Trop souvent occultée par la célébrité des Pins de Rome, des Fontaines de Rome, des Fêtes romaines, de Gli Uccelli ou du ballet La Boutique fantasque sur des thèmes de Rossini, le reste de la production d’Ottorino Respighi est cependant mieux connu depuis que des labels comme Chandos ou Naxos se sont lancés dans des publications. Dans le domaine de l’opéra néanmoins, ce créateur abondant n’a pas encore atteint une véritable reconnaissance, malgré la dizaine de titres que l’on peut aligner, dont Belfagor (1923) ou La fiamma (1934). Le conte de fées musical La bella dormente nel bosco, qui s’inspire du texte de Perrault que tout le monde connaît, est ressuscité par un spectacle filmé au Teatro Lirico di Cagliari en février 2017, diffusé par Naxos sous la forme d’un DVD (aussi en Blu-Ray). Ce petit bijou a été conçu en 1922 suite à une commande de Vittorio Podrecca (1883-1959), directeur du Teatro del Piccoli, une compagnie romaine de spectacles pour enfants qui bénéficiait d’une renommée internationale. La production, qui portait alors le titre de La bella addormentata nel bosco, était destinée à des marionnettes accompagnées de l’orchestre, les chanteurs, chargés de plusieurs rôles, évoluant en coulisses. La direction musicale de la création fut confiée à Renzo Massarini, un proche du compositeur. Le succès fut tel qu’une tournée mondiale fut organisée. A Londres figurait notamment dans la distribution Cissie Vaughan, élève d’Adelina Patti et de Ruggero Leoncavallo. 

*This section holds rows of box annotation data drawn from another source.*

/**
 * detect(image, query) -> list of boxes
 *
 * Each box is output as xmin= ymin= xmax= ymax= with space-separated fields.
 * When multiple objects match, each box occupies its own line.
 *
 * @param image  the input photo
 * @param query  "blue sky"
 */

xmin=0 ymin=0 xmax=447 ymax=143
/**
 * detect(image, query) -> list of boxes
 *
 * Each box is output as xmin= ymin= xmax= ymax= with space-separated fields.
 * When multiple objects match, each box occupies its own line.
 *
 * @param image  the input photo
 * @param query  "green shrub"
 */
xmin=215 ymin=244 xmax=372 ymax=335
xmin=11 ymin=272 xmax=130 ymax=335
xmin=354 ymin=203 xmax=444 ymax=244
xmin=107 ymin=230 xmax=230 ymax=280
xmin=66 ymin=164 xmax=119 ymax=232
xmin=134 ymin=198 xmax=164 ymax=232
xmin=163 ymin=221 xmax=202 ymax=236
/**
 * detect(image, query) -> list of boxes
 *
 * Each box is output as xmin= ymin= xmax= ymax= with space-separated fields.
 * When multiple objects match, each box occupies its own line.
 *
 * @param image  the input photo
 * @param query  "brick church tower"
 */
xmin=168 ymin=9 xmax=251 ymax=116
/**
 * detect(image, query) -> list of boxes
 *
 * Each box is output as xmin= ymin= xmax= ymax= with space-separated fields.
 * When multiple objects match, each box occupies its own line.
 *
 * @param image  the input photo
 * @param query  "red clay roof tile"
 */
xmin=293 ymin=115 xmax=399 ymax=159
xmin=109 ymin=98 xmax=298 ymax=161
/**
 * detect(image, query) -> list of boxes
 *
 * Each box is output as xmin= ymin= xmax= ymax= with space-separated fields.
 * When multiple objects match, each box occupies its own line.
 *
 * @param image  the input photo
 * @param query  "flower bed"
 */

Respighi entreprit une révision de l’œuvre en 1934 pour le Théâtre de Turin, dont la première eut lieu sous la direction du compositeur, avec son titre définitif, celui que nous connaissons. Cette fois, plus de marionnettes, mais des chanteurs-acteurs et des danseurs mimes. Respighi modifia et compléta aussi des parties instrumentales. Il existe une troisième mouture posthume, réalisée en 1967 par la veuve de Respighi, qui fut donnée à Turin en version concertante. Ce que l’on voit sur le DVD Naxos, c’est la révision de 1934, dans laquelle on entend des réminiscences de la musique baroque, dont Respighi s’inspira à plusieurs reprises, mais aussi de Strawinsky, Puccini et même Wagner (la présence de la Fée verte) et, en fin de parcours, une évocation du menuet, puis du foxtrot. Tout cela donne un spectacle délicieux, brillant, coloré, que la mise en scène de Leo Muscato magnifie à la manière d’un vrai conte de fées, souvent au premier degré, ce qui préserve son charme immédiat.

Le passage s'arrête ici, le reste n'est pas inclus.